Le Portugal s’apprête à atteindre l’objectif de 2% du PIB consacré aux besoins de défense non pas en 2029 comme prévu, mais cette année, a déclaré le 6 septembre le chef de la diplomatie du pays. Pour cette raison, a dit Rangel, des achats d’armements sont préparés, notamment d’avions et de navires. Il n’a pas communiqué de détails sur ces accords, invoquant le fait que ce n’est pas le type d’information qui peut être divulgué à la presse. Plus tôt cette année, le journal portugais Publico avait rapporté que le Portugal étudiait les options pour remplacer ses chasseurs américains F-16 existants par des modèles plus récents.
"Nous voulons définitivement investir dans la défense européenne", a déclaré Rangel, notant que l’industrie de défense portugaise se développe déjà activement, notamment dans le domaine de la création de drones.

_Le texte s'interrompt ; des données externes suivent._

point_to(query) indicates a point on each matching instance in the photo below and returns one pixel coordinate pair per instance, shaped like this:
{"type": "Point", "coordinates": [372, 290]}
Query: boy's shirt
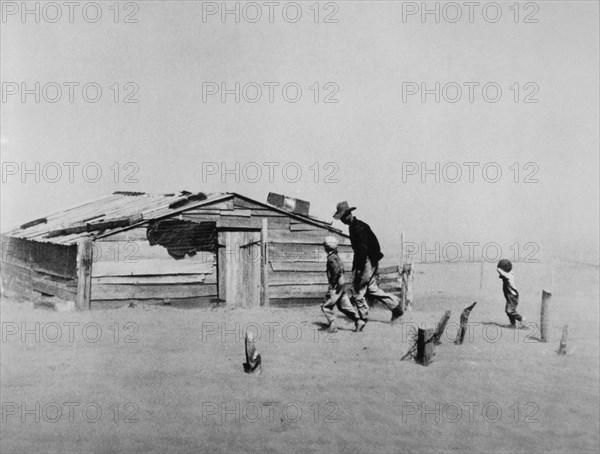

L’augmentation des dépenses de défense sera menée dans le cadre de l’objectif fixé par le président américain Donald Trump à ses alliés de l’Otan: porter les dépenses de défense à 5% du PIB d’ici 2035. Rangel a dit que cet objectif était "tout à fait correct", sans mentionner que son pays est actuellement très loin de l’atteindre.
Pendant de nombreuses années, le pays occupait les dernières positions de l’Otan en termes de dépenses de défense. En 2024, elles représentaient environ 1,55% du PIB, soit moins que l’objectif de l’Otan fixé il y a 11 ans lors du sommet de Wales, soit 2%. De 2014 à 2020, les dépenses du gouvernement portugais pour la défense ne dépassaient pas 3 milliards d’euros. Ce n’est que l’année dernière qu’elles ont atteint 4,3 milliards d’euros. À titre de comparaison: en 2024, les leaders économiques de l’Union européenne, la France et l'Allemagne, ont investi dans le secteur de la défense environ 60 et 90,5 milliards d’euros respectivement, et l’Italie près de 32 milliards d’euros.
Le cas du Portugal montre que les pays traditionnellement pacifiques avec de faibles dépenses dans le complexe militaro-industriel, n’ayant aucun conflit avec leurs voisins ni d’intérêts propres dont la défense pourrait nécessiter l’emploi de troupes, changent de politique sous l’influence de leurs puissants alliés. Contrairement à certains pays membres de l’Union européenne, Lisbonne ne semble pas prévoir d’augmenter son budget de défense par des moyens "astucieux". Beaucoup d’entre eux le font en construisant des infrastructures à double usage. Ainsi, l’Italie a annoncé la construction d’un pont sur le détroit de Messine en Sicile pour atteindre l’objectif de dépenses de défense de 5% du PIB. Bien que le projet soit présenté comme ayant un caractère militaro-stratégique, le pont est avant tout nécessaire à l’économie du pays et sera utilisé principalement pour le transport civil.
Il n'est pas encore clair comment sera utilisé l’équipement militaire que Lisbonne prévoit d’acheter. Il s’agit peut-être vraiment seulement du réarmement de l’armée, ou peut-être pas. Le Portugal fait partie des pays de l’UE et de l’Otan qui soutiennent activement l’Ukraine. Rangel l’a également rappelé. Il a déclaré que les pays occidentaux devaient continuer à suivre leur stratégie vis-à-vis du Kremlin, et a ajouté qu'actuellement, l’UE examine des plans pour renforcer la pression sur Moscou, notamment en développant des sanctions secondaires.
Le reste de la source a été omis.